O presidente Luiz Inácio Lula da Silva apresentou, durante a posse do novo ministro da Defesa, seu desejo de nomear Maranhão para o cargo.
Pereira, desgastado pela crise aérea e pelo acidente com o Airbus-A320 da TAM, foi informado na última quarta-feira de que terá de deixar o comando da Infraero.
Responsável pela administração e pelas obras de ampliação e reforma dos aeroportos brasileiros, a Infraero esteve sob fortes críticas após a tragédia do vôo 3054 da TAM, principalmente pelas suspeitas de que o estado da pista do aeroporto de Congonhas, em São Paulo, possa ter contribuído para o acidente.
Na semana passada, dois dias após o acidente com o avião da TAM, o maior da história da América Latina, Pereira disse que estava pronto para deixar o cargo.
- Estou pronto para sair - disse ele na ocasião, antes de se reunir com a ministra Dilma Rousseff (Casa Civil).
Aliados do governo e da oposição vinham pedindo a saída de Pereira da Infraero desde o acidente com o avião da Gol, em setembro passado, que deixou 154 mortos. Após o acidente com o avião da TAM, a pressão ficou mais forte.

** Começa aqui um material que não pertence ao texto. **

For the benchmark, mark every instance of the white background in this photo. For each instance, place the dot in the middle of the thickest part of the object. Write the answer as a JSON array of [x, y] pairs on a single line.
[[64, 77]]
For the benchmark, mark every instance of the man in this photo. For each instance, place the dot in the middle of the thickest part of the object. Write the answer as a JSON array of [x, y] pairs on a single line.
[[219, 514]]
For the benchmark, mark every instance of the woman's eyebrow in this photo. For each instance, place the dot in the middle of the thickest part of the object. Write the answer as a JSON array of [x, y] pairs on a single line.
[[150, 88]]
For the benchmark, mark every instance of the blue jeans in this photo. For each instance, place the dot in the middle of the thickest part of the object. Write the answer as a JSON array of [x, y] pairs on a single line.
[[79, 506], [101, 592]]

Parlamentares de oposição responsabilizaram Pereira pela obra de recuperação das pistas do aeroporto de Congonhas. As pistas foram liberadas para pousos e decolagens antes da realização do chamado "grooving" (ranhuras que ajudam no escoamento da água) - que reduz o risco de derrapagens de aviões em casos de chuva.
Defesa
Nelson Jobim assumiu quarta-feira o Ministério da Defesa em substituição a Waldir Pires. O novo ministro já sinalizou que está disposto a mudar o comando da Infraero e da Anac (Agência Nacional de Aviação Civil). Ele disse que recebeu "carta branca" do presidente Lula para fazer as mudanças necessárias para acabar com a crise do setor aéreo.

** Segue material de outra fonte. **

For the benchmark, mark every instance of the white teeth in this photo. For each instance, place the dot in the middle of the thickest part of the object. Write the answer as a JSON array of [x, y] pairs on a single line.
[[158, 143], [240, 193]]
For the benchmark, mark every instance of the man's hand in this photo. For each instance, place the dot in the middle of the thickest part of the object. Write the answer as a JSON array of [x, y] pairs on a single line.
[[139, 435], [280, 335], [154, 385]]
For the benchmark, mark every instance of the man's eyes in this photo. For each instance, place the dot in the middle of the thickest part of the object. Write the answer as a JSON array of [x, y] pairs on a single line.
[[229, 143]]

- Se houver necessidade, eu tenho carta branca [para fazer mudanças]. Tenho de definir esse diagnóstico [do setor]. Não tenho como definir condutas sem antes ter um diagnóstico - afirmou Jobim, logo após tomar posse no Ministério da Defesa.
Sem criticar seu antecessor, Jobim disse que há um problema de falta de comando no setor aéreo.
- Há disparidade de ações. Ou seja, estamos com um problema de comando. E isso [comando] vai ter- completou Jobim.
Ele fez questão de dizer que estará no comando do plano que será implementado pelo governo para solucionar o caos aéreo.
- A hierarquia parte do ministro. Quem manda é o ministro - concluiu.